Court Opinion

ID: 9576855
Source: CourtListenerOpinion
Date Created: 2023-08-21 21:29:24.442515+00
Date Added: 2024-06-11T13:19:34.432198
License: Public Domain

OPALA, Justice,
concurring:
This action by an unemancipated minor child against his father culminated in summary judgment for the defendant. The precise question before us is whether parental immunity should bar a filial suit for injuries resulting from vehicular negligence. The court’s opinion sanctions filial recovery “to the extent of the parent’s automobile liability insurance”. Although I join the court’s pronouncement, I write separately to give my reasons for acceding to its narrow terms.
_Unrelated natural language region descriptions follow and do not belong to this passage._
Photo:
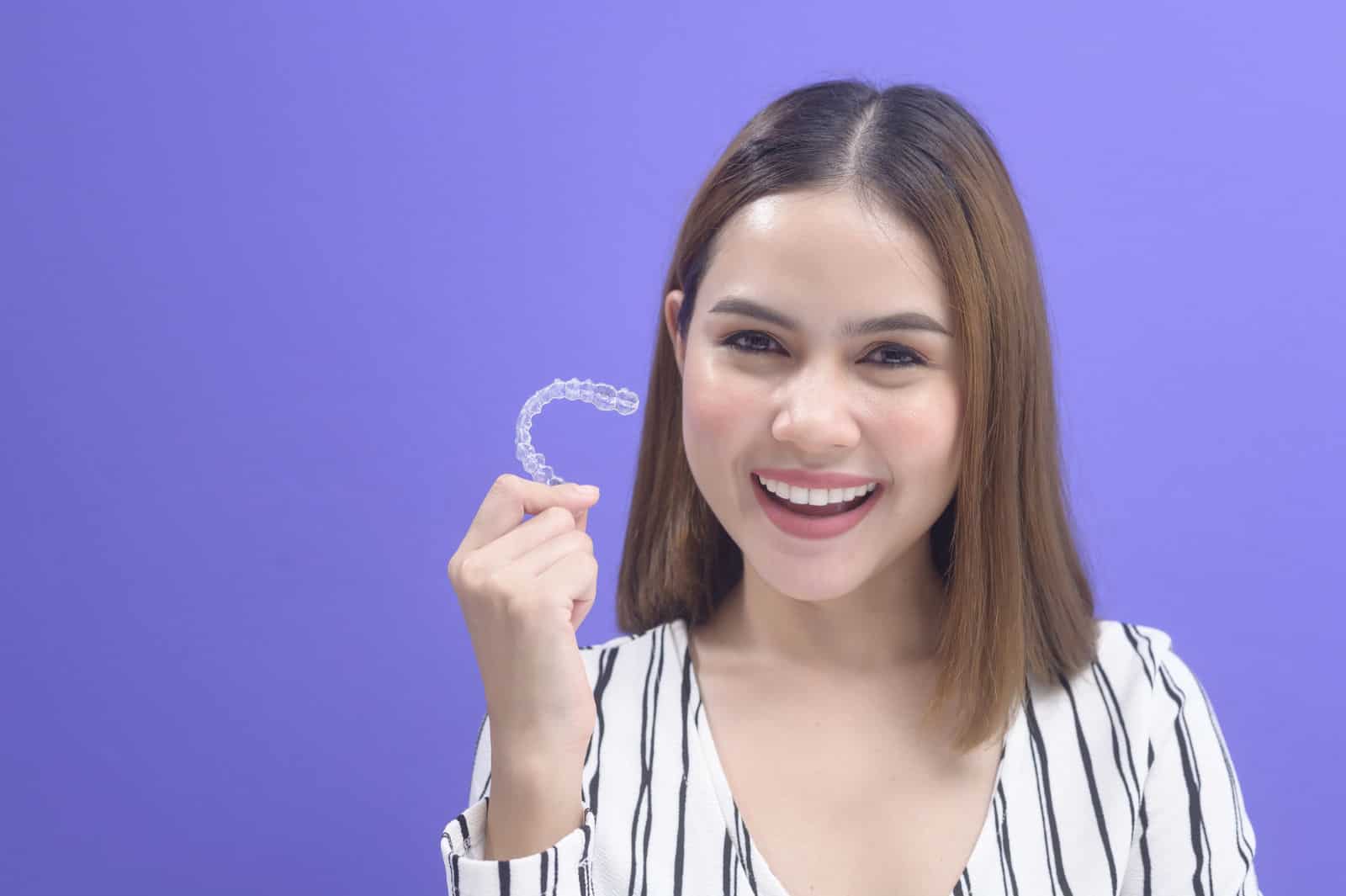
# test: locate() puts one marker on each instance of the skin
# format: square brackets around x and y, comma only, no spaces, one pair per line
[861,607]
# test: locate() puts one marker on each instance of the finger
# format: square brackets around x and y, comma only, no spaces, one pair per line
[542,559]
[511,498]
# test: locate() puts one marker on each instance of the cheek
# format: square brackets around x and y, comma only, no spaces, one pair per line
[922,428]
[713,406]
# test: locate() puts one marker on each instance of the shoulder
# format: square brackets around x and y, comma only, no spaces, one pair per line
[626,658]
[1115,692]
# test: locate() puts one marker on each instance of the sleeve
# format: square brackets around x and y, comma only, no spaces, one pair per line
[562,869]
[1193,835]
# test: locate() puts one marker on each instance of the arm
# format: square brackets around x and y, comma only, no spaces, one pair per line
[1193,833]
[544,837]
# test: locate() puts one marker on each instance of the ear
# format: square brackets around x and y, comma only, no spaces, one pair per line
[672,305]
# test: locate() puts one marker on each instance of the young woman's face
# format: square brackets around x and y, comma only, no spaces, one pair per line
[882,406]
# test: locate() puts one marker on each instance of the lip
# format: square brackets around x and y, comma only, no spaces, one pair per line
[818,527]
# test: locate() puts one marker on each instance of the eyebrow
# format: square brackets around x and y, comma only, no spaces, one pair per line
[902,321]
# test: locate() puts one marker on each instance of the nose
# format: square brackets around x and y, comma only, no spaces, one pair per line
[814,413]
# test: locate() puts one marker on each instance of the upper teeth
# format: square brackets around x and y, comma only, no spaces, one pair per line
[816,496]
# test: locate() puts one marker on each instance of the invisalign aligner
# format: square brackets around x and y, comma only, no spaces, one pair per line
[599,395]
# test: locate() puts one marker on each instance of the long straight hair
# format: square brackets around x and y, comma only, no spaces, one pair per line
[1018,599]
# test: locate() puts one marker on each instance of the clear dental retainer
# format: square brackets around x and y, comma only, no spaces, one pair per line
[599,395]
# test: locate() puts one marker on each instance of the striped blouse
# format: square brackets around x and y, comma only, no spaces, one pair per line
[1114,782]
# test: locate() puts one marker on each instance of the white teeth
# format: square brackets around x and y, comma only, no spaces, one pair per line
[814,496]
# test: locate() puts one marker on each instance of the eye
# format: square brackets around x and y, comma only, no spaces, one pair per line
[899,357]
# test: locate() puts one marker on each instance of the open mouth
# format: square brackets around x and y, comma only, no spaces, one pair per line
[813,510]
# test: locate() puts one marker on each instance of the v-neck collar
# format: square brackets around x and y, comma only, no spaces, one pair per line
[760,877]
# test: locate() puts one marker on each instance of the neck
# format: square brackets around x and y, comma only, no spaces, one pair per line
[888,624]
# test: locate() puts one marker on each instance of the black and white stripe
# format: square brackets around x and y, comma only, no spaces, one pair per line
[1117,781]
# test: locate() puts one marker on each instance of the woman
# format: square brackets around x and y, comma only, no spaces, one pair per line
[850,557]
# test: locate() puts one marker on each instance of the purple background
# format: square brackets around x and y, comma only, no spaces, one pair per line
[278,278]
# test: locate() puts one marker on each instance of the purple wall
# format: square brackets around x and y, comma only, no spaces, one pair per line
[278,278]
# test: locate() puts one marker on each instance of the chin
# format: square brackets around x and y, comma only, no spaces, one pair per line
[809,590]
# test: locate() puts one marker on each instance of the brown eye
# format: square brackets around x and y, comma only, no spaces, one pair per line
[899,357]
[757,337]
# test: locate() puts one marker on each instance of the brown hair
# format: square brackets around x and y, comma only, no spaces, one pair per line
[1020,602]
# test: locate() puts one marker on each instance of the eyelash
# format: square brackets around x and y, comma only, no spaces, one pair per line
[917,361]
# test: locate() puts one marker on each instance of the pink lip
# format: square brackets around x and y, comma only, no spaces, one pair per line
[813,527]
[807,480]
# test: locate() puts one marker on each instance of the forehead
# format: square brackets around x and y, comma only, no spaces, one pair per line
[824,245]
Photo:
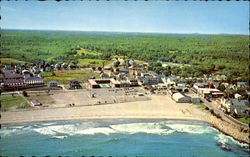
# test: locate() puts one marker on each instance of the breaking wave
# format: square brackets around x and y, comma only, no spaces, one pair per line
[60,131]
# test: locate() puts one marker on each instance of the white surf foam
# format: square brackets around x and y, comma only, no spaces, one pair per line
[191,128]
[150,128]
[92,131]
[224,140]
[8,131]
[59,137]
[52,130]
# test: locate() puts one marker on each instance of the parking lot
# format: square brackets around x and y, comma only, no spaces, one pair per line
[86,97]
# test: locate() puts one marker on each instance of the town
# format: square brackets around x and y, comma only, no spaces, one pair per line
[121,81]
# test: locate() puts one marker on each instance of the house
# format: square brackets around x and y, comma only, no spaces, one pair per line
[36,103]
[74,84]
[194,98]
[169,82]
[53,84]
[26,73]
[133,82]
[12,80]
[103,83]
[34,82]
[57,66]
[124,71]
[235,107]
[241,84]
[180,98]
[13,84]
[148,80]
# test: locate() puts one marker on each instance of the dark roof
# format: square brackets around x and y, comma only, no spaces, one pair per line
[12,81]
[33,79]
[8,74]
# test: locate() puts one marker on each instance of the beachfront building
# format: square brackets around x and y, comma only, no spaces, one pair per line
[53,84]
[34,82]
[133,82]
[103,83]
[74,84]
[235,107]
[207,90]
[14,81]
[194,98]
[36,103]
[180,98]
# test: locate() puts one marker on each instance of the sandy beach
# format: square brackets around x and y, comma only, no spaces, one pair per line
[159,107]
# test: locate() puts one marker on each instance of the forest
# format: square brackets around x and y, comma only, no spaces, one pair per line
[206,54]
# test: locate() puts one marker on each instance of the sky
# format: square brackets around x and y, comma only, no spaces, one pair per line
[128,16]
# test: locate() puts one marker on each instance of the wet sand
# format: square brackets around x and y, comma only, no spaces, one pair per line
[159,107]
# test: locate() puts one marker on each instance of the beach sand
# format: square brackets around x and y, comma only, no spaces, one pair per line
[159,107]
[156,108]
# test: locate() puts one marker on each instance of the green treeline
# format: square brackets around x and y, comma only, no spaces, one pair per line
[207,54]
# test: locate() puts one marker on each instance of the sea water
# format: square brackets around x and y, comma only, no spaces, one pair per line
[151,138]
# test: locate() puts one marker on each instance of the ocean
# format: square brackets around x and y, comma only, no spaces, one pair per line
[118,138]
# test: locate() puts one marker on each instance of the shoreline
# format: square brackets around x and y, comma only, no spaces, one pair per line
[159,108]
[131,118]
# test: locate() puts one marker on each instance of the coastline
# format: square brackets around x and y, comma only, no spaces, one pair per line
[160,107]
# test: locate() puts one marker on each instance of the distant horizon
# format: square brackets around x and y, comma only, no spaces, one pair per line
[24,29]
[175,17]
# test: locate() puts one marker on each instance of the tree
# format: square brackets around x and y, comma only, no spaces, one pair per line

Parental immunity was confined at common law to reasonable and moderate chastisement. A parent did not stand shielded from liability for that harm suffered by the child which was caused by behavior unrelated to administration of discipline or was beyond the limits of moderate punishment. T. Reeve, The Law of Baron and Femme 420, 421 (3rd ed. 1862). The American adaptation of the common-law norm came to recognize a far-too-inflated version of the English antecedents. Sorensen v. Sorensen, 369 Mass. 350, 358-360, 339 N.E.2d 907, 909 [1975]; Transamerica Insurance Co. v. Royle, 656 P.2d 820, 823 [Mont.1983]. Parent-Child Tort Immunity: Time for Maryland to Abrogate an Anachronism, 11 Baltimore L.R. 435, 436-439 [1982].
While today’s abrogation of the immunity’s grossly overextended sweep doubtless is conceptually incomplete and may be rested on jurisprudentially fragile underpinnings because it confines filial recovery to insured losses from vehicular negligence, the court’s pronouncement does answer the precise question presented by the facts before us. No more is required by the case. An all-out re-examination of parental immunity doctrine must await another day.